Антон тяжело вздохнул.
Действительно, он довольно часто во время своих дежурств оставлял пост на Свету, а сам уходил надолго в операционную, особенно если дежурил с Ломоносовым. Приходилось уступать.
– Ну ладно, если у тебя нет никакой фигни… Ты точно всё сделала? Смотри, я за тебя п…дюлей получать больше не буду.
–Да всё я сделала. Анализы, биксы отнесла, и свои, и твои. К ирригоскопии Федоренко готова.
Наркоту списала?
– Ой… щас!
Света тут же убежала. Антон разложил свои разобранные шприцы для просушки, навёл порядок в шкафах с лекарствами, и, торопливо поработав шваброй, включил кварц и закрыл процедурную. Несмотря на своё почти законченное высшее образование, врач-субординатор очень старательно относился к обязанностям среднего медработника.

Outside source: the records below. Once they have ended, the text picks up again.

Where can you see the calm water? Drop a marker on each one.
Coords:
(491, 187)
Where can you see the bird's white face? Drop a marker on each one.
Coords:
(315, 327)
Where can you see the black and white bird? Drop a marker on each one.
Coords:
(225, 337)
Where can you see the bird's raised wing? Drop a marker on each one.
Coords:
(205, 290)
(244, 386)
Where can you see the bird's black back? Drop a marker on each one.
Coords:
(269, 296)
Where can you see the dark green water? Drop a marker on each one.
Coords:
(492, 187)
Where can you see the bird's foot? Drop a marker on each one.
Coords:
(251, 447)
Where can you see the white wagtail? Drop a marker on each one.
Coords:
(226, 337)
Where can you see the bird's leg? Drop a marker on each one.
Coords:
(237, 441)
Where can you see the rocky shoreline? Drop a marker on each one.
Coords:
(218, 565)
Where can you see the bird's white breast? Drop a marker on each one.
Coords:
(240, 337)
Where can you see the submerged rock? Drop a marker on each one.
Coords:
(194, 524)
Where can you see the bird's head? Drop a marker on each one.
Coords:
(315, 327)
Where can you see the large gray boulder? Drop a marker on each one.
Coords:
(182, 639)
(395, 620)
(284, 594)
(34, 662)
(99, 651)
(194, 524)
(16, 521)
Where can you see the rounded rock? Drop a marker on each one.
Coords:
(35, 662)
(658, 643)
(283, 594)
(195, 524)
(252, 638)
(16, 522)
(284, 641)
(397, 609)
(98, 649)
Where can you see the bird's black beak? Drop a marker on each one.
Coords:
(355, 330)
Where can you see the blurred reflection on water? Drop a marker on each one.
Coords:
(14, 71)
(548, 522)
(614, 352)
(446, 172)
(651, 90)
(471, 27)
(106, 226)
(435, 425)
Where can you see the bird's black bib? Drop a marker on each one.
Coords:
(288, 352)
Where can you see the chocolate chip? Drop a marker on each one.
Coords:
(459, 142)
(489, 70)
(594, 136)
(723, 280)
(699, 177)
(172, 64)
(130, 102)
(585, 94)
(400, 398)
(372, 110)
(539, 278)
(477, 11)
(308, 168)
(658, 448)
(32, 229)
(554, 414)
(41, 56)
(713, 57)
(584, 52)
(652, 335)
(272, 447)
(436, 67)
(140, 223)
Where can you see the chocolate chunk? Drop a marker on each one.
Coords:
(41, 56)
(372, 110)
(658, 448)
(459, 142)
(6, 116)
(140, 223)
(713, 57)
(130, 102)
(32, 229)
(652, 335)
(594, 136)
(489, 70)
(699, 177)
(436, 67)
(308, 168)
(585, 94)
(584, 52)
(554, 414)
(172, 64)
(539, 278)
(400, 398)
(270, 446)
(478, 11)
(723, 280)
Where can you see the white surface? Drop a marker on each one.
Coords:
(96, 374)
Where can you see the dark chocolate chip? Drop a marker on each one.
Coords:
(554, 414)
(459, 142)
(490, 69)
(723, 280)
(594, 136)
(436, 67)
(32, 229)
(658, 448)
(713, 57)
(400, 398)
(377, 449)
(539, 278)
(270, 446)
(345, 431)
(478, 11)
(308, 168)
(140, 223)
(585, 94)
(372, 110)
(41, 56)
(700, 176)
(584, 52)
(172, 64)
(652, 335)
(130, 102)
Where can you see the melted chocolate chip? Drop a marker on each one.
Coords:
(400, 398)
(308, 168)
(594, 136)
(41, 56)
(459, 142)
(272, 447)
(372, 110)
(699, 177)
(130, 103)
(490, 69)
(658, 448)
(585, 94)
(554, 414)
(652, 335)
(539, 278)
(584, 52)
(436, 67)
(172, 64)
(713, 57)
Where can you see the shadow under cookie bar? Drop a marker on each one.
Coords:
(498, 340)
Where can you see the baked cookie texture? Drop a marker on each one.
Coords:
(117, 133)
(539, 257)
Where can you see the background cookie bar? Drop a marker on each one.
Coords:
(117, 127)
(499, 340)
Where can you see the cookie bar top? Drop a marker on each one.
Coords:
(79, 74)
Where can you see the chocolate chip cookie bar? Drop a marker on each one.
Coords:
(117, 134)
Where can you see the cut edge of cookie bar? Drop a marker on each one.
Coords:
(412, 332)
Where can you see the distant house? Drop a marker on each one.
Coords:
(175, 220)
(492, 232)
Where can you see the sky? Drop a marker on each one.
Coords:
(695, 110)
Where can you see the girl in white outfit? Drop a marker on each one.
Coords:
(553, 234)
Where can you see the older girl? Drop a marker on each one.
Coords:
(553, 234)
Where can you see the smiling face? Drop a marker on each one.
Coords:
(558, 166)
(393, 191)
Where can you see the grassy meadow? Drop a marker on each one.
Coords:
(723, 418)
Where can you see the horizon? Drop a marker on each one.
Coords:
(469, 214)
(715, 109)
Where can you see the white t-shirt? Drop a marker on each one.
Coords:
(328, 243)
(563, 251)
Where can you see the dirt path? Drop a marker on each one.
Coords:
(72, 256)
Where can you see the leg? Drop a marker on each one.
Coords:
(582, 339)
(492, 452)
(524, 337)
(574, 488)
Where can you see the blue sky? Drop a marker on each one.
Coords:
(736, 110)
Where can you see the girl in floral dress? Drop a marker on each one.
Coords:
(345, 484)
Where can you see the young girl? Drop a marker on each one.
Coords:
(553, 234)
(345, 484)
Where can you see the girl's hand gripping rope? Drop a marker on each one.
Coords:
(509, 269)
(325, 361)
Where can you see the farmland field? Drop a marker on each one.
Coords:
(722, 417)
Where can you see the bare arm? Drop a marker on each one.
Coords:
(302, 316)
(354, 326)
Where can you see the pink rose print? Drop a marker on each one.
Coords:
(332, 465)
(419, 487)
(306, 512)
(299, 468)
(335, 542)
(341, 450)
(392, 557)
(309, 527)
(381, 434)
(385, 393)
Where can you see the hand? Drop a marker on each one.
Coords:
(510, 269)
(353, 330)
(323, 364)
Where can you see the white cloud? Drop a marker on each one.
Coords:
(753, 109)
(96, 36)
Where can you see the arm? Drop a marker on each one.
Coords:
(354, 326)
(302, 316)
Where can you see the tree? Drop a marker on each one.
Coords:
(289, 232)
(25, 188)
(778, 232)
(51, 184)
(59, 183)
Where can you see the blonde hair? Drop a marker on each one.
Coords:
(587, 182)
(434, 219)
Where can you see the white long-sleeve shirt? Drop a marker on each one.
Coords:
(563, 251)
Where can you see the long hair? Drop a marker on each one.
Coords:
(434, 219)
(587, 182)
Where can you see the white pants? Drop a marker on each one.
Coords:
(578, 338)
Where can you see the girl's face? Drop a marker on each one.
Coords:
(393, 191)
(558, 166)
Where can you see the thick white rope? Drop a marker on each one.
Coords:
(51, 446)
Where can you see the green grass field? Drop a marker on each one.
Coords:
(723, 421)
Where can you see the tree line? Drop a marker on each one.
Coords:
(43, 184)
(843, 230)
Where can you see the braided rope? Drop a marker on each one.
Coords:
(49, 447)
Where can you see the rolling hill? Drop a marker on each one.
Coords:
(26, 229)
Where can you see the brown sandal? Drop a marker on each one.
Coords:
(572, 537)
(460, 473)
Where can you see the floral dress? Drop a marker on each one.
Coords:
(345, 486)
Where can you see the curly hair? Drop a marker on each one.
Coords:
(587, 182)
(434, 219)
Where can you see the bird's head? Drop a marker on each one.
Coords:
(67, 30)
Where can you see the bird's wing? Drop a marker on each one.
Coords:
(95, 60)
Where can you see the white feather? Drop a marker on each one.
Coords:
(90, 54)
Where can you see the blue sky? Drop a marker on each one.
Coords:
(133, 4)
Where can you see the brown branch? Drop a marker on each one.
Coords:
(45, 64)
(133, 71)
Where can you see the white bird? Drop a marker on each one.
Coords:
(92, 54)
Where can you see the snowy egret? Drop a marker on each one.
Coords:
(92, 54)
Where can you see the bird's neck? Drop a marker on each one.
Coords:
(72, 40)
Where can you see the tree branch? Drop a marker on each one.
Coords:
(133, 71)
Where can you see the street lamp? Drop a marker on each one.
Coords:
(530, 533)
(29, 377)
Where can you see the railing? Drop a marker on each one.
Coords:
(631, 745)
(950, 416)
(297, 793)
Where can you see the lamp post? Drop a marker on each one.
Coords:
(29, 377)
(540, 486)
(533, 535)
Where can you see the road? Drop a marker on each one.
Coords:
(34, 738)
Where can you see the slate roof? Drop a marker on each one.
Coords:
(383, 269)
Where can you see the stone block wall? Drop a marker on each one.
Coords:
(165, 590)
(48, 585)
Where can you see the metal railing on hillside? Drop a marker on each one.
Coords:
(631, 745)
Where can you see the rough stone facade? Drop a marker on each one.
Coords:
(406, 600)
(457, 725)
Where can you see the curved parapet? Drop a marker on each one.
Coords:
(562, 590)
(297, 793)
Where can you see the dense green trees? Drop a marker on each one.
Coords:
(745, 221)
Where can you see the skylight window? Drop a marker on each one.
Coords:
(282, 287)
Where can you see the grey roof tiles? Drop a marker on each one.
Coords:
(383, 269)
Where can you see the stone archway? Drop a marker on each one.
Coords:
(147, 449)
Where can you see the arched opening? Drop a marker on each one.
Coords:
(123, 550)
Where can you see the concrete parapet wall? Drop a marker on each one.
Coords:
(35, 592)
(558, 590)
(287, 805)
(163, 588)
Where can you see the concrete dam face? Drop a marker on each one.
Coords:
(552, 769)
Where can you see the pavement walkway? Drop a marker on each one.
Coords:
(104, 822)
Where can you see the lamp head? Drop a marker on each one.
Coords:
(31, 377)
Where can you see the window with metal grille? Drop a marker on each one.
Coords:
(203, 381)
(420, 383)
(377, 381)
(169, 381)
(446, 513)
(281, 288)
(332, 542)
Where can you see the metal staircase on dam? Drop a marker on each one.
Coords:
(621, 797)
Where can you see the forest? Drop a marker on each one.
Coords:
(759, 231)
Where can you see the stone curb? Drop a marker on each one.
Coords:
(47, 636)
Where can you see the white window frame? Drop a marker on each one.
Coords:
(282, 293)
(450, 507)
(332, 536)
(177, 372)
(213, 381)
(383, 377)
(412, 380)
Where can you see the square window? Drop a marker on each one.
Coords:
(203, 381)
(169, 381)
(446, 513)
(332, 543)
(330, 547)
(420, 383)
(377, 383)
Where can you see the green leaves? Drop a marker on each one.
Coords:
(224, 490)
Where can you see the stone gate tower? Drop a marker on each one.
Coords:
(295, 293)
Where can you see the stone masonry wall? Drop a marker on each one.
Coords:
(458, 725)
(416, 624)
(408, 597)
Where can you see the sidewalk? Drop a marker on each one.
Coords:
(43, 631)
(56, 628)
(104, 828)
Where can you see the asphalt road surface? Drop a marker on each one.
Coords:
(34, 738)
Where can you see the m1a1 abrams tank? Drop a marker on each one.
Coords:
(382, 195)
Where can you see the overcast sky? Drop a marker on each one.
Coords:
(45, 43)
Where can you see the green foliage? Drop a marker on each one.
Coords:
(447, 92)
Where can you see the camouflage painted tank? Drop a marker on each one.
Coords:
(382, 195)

IV«Давно уже меня и моих товарищей мучает вопрос: «Почему комсомольская организация стала такой доступной?» Мы справедливо беспокоимся об упадке престижа звания «комсомолец», так не эта ли доступность принизила роль, которую комсомол играет в жизни молодёжи? Не это ли породило все те многочисленные проблемы, которые стоят сегодня перед комсомолом»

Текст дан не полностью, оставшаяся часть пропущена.